Prepare to have your mind blown.
I will admit, I was trepidatious going into this one. I wasn't a big fan of Imaginary Girls and I thought this author just wasn't for me. But wow, this one blew me away. The writing style is really unique, it features a dual narrative that switches between ghost and girl, past and present but also has a strange time overlap. I was skeptical about how well this would work but, once I got used to it, it really did. There are actually three real main characters, Amber, a girl convicted of murder but widely believe to be innocent, Ori, a girl convicted of murder and widely believed to be a stone cold killer and Violet, a ballet dancer widely believed to be heartless. Amber is a very sympathetic character and Violet is decidedly, not. I applaud the choice of Amber as narrator. The obvious choice would have been Ori, with Amber as a mildly interesting side character, but I don't think that would have had the impact that Amber did. Vi is a pretty despicable character. She is driven by her desire to be a dancer, at any cost, and seems willing to push aside and stop on anyone who gets in her way. She is standoffish at best and downright mean at worst. Through both narrators, we get a fascinating view into their sense of guilt and the impact that it does (or doesn't) have on the psyche of a young girl.

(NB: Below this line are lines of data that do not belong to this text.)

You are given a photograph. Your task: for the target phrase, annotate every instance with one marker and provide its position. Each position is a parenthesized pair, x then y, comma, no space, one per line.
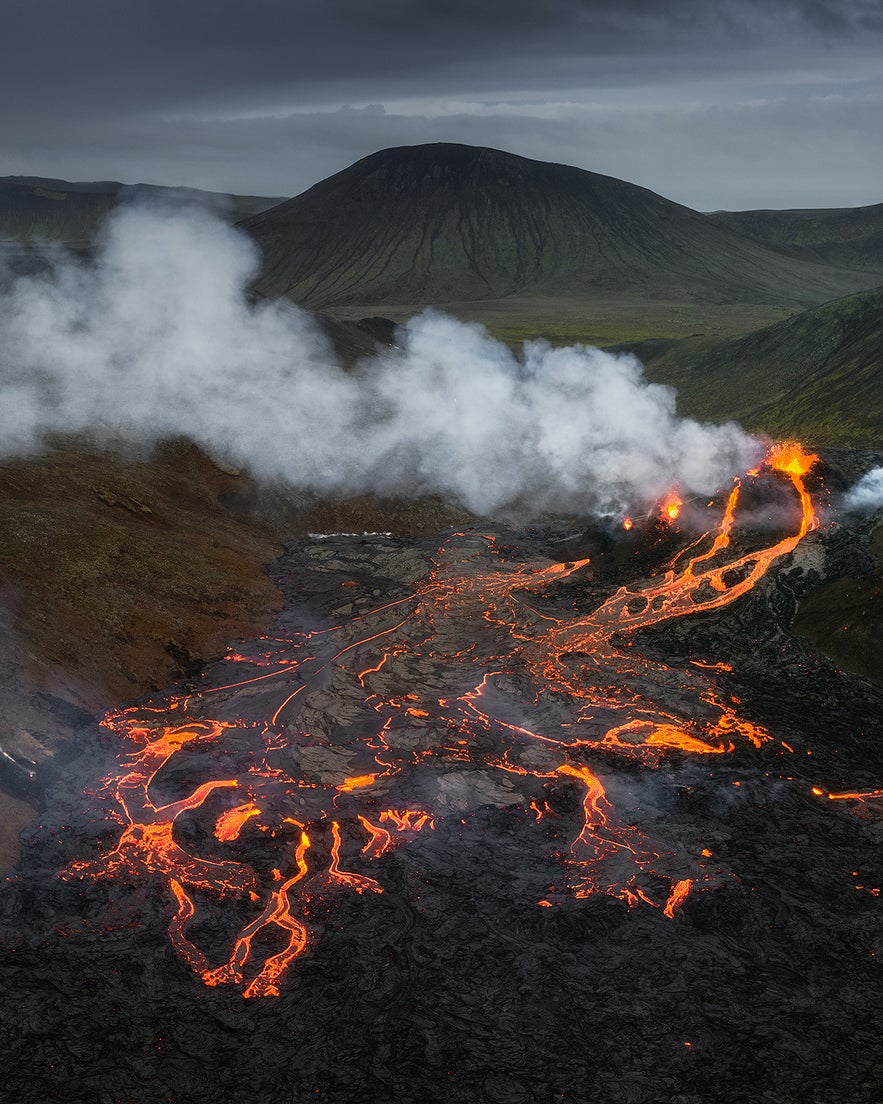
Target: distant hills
(850,237)
(34,209)
(447,223)
(535,248)
(817,377)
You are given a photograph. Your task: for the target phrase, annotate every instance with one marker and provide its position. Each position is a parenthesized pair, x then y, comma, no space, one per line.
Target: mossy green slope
(445,223)
(851,237)
(817,377)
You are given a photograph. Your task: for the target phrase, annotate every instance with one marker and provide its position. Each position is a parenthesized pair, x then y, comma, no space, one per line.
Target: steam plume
(868,492)
(158,338)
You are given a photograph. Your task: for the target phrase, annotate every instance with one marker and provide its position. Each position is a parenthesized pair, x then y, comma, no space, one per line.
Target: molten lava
(471,670)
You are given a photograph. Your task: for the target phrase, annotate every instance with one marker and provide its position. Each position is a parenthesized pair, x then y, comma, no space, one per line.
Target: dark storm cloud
(188,91)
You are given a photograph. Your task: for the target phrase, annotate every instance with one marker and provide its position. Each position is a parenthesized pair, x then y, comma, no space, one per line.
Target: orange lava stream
(586,668)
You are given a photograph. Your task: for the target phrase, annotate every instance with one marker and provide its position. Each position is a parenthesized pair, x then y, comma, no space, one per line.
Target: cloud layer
(748,103)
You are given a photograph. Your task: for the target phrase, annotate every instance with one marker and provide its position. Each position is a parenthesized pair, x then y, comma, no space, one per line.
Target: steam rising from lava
(158,338)
(868,492)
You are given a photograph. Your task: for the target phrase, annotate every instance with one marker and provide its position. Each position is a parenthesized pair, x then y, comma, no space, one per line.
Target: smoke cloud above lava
(868,492)
(157,337)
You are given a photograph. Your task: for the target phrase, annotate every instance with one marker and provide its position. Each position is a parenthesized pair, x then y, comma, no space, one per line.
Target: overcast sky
(713,103)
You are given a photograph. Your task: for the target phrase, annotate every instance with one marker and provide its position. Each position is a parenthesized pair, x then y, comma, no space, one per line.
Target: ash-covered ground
(465,826)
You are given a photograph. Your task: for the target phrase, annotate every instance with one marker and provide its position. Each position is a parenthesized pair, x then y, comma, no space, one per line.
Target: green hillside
(817,377)
(439,224)
(850,237)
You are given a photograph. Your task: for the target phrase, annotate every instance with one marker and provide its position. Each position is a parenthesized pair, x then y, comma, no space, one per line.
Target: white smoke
(868,492)
(158,338)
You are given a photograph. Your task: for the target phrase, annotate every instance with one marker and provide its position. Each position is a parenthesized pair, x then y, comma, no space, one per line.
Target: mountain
(35,208)
(817,377)
(850,237)
(446,223)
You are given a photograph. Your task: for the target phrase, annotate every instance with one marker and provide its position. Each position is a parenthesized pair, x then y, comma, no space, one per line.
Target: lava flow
(274,793)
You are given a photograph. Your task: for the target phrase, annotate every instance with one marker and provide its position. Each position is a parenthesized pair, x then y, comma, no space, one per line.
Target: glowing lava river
(521,759)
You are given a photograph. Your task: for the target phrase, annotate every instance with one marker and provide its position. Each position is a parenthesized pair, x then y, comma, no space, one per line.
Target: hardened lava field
(475,824)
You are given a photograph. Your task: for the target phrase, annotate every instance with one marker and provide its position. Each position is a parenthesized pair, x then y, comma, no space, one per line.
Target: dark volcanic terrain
(443,223)
(492,828)
(817,377)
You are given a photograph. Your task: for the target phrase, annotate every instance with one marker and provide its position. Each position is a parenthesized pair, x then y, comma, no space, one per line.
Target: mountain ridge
(439,223)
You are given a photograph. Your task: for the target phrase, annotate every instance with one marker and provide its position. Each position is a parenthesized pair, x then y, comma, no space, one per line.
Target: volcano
(444,223)
(492,815)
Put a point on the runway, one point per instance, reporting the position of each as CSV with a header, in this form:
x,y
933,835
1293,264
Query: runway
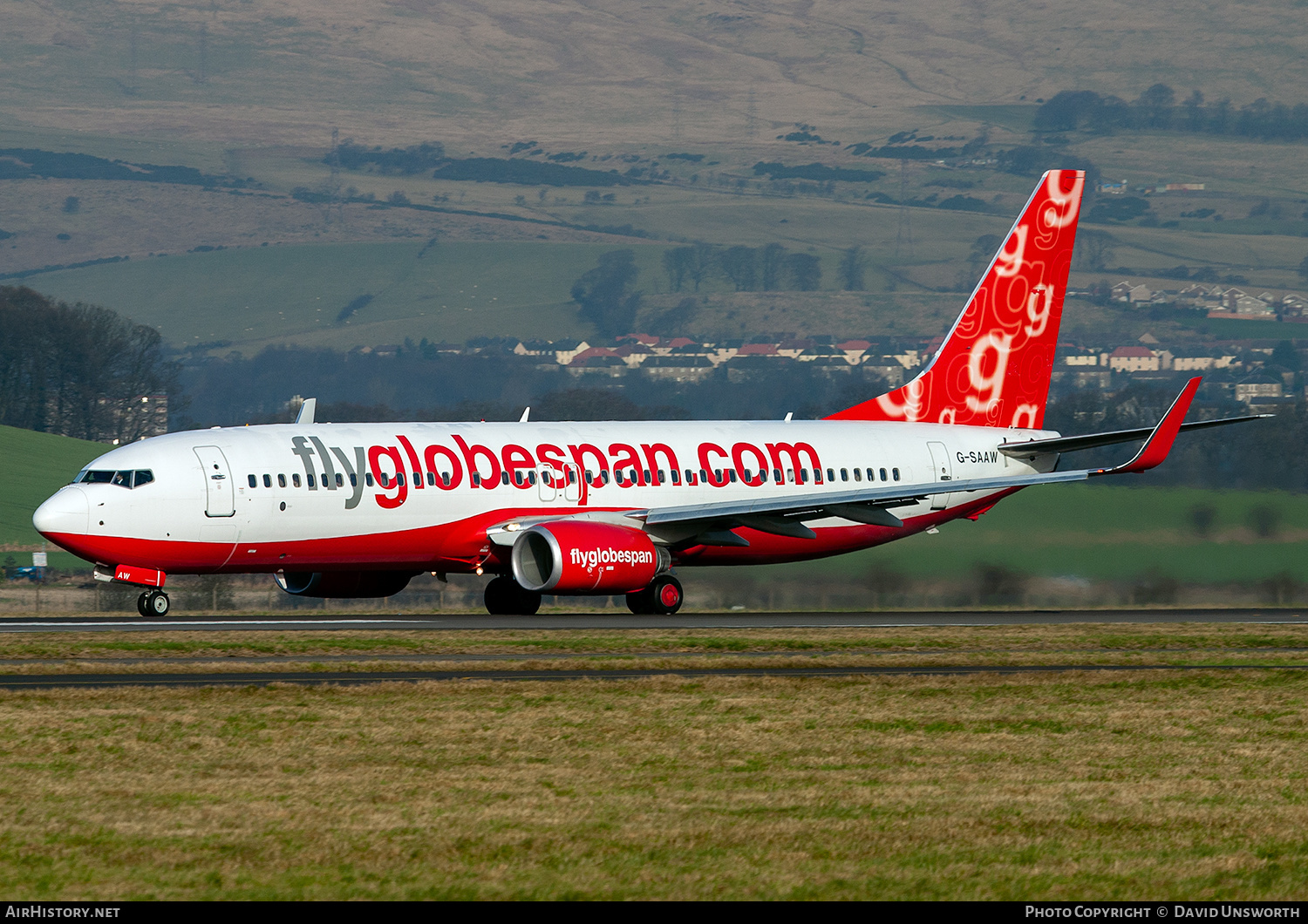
x,y
627,621
15,683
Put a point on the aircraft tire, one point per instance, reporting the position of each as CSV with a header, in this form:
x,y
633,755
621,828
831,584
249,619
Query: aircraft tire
x,y
157,602
504,596
666,594
641,601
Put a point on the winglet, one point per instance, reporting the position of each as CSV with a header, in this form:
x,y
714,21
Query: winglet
x,y
1159,442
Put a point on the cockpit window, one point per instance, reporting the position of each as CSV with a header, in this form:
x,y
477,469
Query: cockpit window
x,y
122,479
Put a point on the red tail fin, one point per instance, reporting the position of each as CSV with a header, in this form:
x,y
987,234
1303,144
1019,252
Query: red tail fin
x,y
993,369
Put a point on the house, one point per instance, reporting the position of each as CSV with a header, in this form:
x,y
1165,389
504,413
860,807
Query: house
x,y
1129,292
678,368
1134,360
1258,386
567,350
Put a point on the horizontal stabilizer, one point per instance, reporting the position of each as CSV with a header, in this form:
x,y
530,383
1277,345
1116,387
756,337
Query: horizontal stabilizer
x,y
1159,442
1096,439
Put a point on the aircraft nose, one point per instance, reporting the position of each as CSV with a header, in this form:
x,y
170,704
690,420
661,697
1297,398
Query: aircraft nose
x,y
67,511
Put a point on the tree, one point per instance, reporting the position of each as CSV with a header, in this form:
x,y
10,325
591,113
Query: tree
x,y
983,251
1066,112
805,271
701,262
740,266
604,293
78,370
772,262
677,264
852,267
1155,106
1286,356
1093,250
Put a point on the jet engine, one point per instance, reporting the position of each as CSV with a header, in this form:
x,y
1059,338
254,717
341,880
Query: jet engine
x,y
585,557
343,583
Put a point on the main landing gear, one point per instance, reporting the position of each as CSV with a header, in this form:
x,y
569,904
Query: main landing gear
x,y
507,597
662,597
152,602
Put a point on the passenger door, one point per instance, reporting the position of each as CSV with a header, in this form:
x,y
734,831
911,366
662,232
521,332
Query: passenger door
x,y
220,494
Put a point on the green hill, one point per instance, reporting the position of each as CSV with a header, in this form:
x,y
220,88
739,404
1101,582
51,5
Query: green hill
x,y
36,464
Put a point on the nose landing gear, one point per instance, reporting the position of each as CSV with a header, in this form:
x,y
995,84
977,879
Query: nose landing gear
x,y
152,602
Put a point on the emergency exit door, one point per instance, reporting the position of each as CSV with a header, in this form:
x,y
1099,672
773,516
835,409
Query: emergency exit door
x,y
944,472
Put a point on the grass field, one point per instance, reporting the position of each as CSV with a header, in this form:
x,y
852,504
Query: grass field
x,y
1080,785
37,464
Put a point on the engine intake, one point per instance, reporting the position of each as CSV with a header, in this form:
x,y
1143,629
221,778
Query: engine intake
x,y
580,557
340,584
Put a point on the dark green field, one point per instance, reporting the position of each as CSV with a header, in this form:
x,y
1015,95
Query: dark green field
x,y
37,464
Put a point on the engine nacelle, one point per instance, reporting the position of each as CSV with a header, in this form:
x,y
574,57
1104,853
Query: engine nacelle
x,y
581,557
340,584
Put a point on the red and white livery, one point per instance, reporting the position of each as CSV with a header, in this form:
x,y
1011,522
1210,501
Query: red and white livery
x,y
347,510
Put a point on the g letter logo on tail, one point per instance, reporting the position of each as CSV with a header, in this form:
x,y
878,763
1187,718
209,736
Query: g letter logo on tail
x,y
996,363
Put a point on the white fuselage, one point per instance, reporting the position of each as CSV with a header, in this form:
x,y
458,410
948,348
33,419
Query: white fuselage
x,y
421,495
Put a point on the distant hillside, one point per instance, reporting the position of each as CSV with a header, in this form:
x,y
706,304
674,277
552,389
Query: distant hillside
x,y
399,71
37,464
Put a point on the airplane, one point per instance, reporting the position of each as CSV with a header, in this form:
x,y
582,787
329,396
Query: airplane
x,y
358,510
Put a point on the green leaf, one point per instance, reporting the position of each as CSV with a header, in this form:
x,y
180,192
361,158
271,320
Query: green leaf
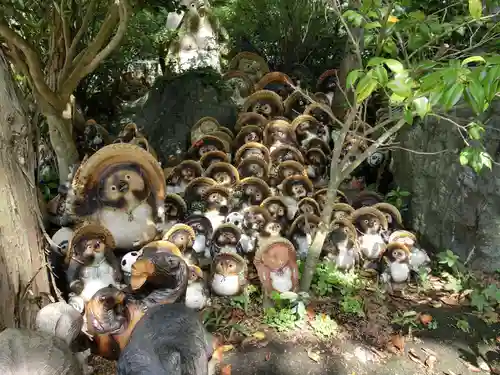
x,y
422,106
475,8
408,116
475,130
400,87
478,301
473,59
375,61
365,87
485,160
352,78
380,74
394,65
453,95
354,17
372,25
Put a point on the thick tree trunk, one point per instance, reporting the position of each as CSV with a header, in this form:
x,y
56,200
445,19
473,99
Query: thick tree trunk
x,y
23,272
63,144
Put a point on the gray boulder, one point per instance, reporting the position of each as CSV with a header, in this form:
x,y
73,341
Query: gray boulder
x,y
176,103
23,351
451,206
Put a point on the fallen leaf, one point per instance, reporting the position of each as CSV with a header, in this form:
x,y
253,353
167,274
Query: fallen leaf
x,y
430,361
398,341
425,319
259,335
313,355
226,370
414,357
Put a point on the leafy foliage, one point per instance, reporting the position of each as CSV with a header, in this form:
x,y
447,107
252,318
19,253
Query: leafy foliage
x,y
300,34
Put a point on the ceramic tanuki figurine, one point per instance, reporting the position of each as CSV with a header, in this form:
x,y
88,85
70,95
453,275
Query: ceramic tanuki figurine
x,y
344,238
91,263
397,271
254,167
213,157
370,222
203,234
123,188
264,102
229,274
111,320
160,275
224,174
276,265
418,256
225,238
197,294
182,175
195,191
175,210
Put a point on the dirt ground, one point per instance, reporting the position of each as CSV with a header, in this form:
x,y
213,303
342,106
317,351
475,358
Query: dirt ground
x,y
444,350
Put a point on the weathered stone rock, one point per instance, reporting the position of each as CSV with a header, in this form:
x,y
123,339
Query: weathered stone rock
x,y
175,104
451,207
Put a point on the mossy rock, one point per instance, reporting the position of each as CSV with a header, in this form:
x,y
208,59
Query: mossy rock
x,y
176,103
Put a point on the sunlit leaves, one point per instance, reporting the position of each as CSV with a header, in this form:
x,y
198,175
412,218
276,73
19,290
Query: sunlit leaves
x,y
476,158
422,106
475,130
473,59
475,8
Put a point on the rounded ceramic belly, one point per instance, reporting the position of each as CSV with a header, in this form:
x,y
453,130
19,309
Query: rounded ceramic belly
x,y
226,285
126,232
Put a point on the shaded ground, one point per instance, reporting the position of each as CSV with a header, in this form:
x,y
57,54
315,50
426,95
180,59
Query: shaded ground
x,y
456,352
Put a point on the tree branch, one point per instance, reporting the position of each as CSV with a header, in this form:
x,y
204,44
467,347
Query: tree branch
x,y
81,70
89,15
370,150
34,64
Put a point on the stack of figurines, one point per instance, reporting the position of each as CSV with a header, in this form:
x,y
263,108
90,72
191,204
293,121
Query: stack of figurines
x,y
246,197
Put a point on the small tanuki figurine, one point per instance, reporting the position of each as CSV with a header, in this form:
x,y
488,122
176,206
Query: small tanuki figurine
x,y
248,133
225,238
344,237
91,263
418,256
213,157
175,210
160,275
370,222
111,320
197,293
229,274
397,272
123,188
276,265
224,174
182,175
264,102
254,167
182,236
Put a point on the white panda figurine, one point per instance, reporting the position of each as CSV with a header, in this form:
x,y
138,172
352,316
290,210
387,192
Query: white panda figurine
x,y
61,239
235,218
128,260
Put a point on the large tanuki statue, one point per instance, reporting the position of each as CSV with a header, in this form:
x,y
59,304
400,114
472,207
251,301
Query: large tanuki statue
x,y
197,42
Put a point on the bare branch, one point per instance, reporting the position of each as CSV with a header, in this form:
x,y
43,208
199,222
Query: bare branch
x,y
81,70
33,62
89,15
371,149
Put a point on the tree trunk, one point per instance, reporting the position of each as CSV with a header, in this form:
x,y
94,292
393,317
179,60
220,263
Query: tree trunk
x,y
23,272
63,144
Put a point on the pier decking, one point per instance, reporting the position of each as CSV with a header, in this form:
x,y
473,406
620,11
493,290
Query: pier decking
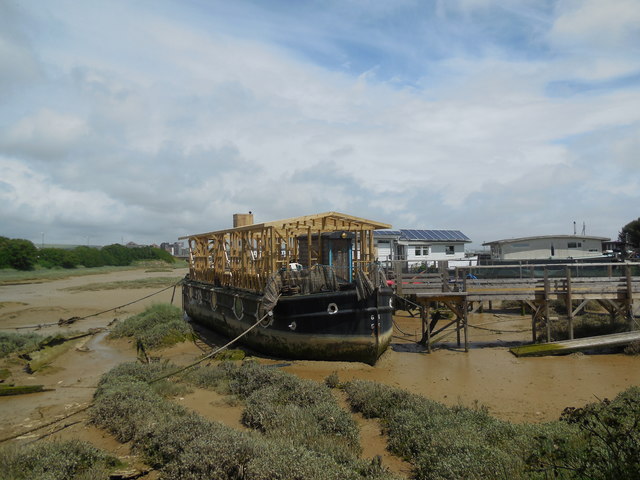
x,y
615,286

The Walls Around Us holds two big mysteries. Interestingly enough, we learn the ending of both of them fairly early on. The rest of the novel is spent discovering the how and why which could have become tedious and boring, but didn't. I actually spent most of the book enthralled in both plotlines and created various theories as to the motivation behind the events. Through the story, we also glimpse a fascinating world of institutionalism and the impact that it can have on young people. I am a big fan of the Netflix show Orange is the New Black and couldn't help drawing parallels between the two.
The ending did a number on my head. I have spent the last few hours thinking through the events and trying to get them straight in my head. I still haven't decided if I like things turning out the way they did or if I would have preferred something a little more cut and dry - but, if it had been, I probably wouldn't still be thinking about it, so there is that. The magical realism comes to a head and the reader is left trying to decipher what is real and what is a lie.